Los Angeles Etc. Land Co. v. Marr
Before: Sloss
Synopsis
The facts are stated in the opinion of the court.
SLOSS, J.
The plaintiff appeals from a judgment against it, entered upon the granting of a motion for a nonsuit.
Plaintiff’s predecessor, Verdugo Canyon Land Company, was the owner of a tract of land in Los Angeles County, and had made a contract with the defendant for the sale to her of a lot in said tract. A deed conveying the lot was executed subsequently. The contract, as well as the deed, contained various restrictive covenants, with a provision that in the event of any violation by the grantee, title should revert to the grantor. The complaint was framed upon the theory that the contract and the conveyance were uncertain with respect to both the description of the land conveyed and the terms of the restriction, and that the uncertainties were the result of mutual mistake of the parties. It was further alleged that the defendant had violated the covenant. The prayer was that the contract and the deed be reformed to express the true intent of the parties, and that the plaintiff be declared to be the owner of the lot and recover its possession.
The effort to have the instruments reformed has brought needless complication into the suit. Both parties are now agreed' that the description of the lot purchased was clear and definite, and that no reformation was required in this respect. We are satisfied that the contract and deed, read with the aid of the map to which they refer, contain as well an adequate definition of the terms and scope of the restrictive covenants.

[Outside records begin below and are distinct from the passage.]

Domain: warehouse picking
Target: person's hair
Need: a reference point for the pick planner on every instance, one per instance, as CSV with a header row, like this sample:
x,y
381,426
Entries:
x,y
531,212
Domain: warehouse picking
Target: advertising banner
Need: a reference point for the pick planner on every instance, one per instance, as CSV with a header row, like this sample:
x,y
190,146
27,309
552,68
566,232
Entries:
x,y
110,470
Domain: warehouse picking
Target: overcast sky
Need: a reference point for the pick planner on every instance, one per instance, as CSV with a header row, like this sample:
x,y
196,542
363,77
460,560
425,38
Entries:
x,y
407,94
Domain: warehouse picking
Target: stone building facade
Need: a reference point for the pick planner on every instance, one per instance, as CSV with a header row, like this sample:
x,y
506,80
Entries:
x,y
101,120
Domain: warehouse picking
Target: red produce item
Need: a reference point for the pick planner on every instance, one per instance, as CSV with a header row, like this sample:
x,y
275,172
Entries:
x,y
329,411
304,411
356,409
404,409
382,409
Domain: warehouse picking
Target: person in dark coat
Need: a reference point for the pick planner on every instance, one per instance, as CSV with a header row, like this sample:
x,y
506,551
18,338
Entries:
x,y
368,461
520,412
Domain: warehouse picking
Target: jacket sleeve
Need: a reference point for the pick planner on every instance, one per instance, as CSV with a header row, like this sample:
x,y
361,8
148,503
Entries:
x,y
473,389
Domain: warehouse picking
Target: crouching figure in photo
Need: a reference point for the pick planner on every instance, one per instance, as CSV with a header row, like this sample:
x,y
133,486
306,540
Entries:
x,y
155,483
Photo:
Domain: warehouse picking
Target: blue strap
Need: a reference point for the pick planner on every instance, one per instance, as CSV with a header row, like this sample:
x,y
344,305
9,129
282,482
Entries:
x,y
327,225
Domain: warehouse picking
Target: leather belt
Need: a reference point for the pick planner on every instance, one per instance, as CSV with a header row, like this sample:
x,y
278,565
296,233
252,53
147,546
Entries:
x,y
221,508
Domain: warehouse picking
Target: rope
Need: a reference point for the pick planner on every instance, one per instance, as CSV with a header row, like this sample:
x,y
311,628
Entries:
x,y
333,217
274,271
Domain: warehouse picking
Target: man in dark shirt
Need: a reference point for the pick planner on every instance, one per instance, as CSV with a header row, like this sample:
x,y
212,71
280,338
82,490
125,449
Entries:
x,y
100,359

The grantor’s land was known as Tract No. 250. It contained several hundred acres, and was shown, with its subdivisions, on the above-mentioned map, which was on file in the office-of the county recorder. The tract was traversed by an avenue, called Canada Boulevard, running north and south, and was subdivided into numbered blocks and lots, the numbers of lots running consecutively through the entire tract. Block 205, containing some thirty-nine acres, lay at the southerly end of the tract. It had not been divided into lots. The property purchased by the defendant was lot 54. It lay to
[245]
the west of Canada Boulevard, some distance northerly from the limits of block 205.